Editor, The News:
Re: Pitt teacher caught with pornography on laptop (The News, Nov. 1)
I found your article about a Pitt Meadows secondary teacher being caught with pornography on his school-issued laptop disturbing, for several reasons.
Firstly, the teacher is a member of our small community and he was named personally. One look at the comments section of the online article and one finds his current and former students commenting on the situation, meaning that this teacher will have to live and work with a tainted reputation for several years to come.
Teenagers are hard enough to work with in the best of circumstances, and this article has only made that situation worse.
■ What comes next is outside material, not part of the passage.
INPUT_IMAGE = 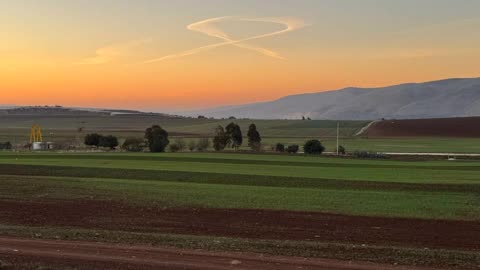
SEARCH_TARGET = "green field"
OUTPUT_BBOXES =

Furthermore, if this man is married or has children in the community, they would have to live with the consequences of this very public article, and they would have done nothing to deserve that.
Secondly, the issue has been dealt with by the school district and the union. The teacher has served a three-week suspension without pay and been put in a treatment program for alcoholism.
It seemed to me that this very public outing of a man’s professional conduct and treatment was beyond unnecessary, bordering on harassment, as it had been previously addressed by his employer.
Should we publicly decry the professional misconduct of all professions that come into contact with our children? Shop keepers? Journalists? Where should it end?
Thirdly, the description of his interactions with students (involving himself in personal affairs and participating in gossip) sounds like an honest attempt at a teacher who is trying to establish a working relationship with a large group of teenagers. This is a process that is never easy and can sometimes require one to be personal and (sometimes painfully) humorous.
In fact, if one reads to the very end of the article, one finds a statement from the Maple Ridge Teacher’s Association saying that the problem has been dealt with.
So, I was left with the question, “What is the point of this article”?
My only answer was that this was to publicly shame a teacher and humiliate his family.
After all, the school district stated in the article that it takes the best interests of students seriously and that it does everything in its power to ensure their safety. So the safety of students is clearly not served by publishing this piece.
It is this kind of journalism that will make it more difficult for us to find good teachers in the years to come.
As more teachers retire, what kind of person will want to enter a career where they have to put up with the difficulties of managing a classroom while at the same time facing public criticism from news outlets such as yours?
In what has become the most precarious of professions (with personal and professional reputation on the line with seemingly every interaction between teacher and student), I find that this article serves only to scare away future teachers and hurt the reputations of the teacher mentioned in the article and his family.
In my opinion, that is not journalism, but rather gossip that ought not be published.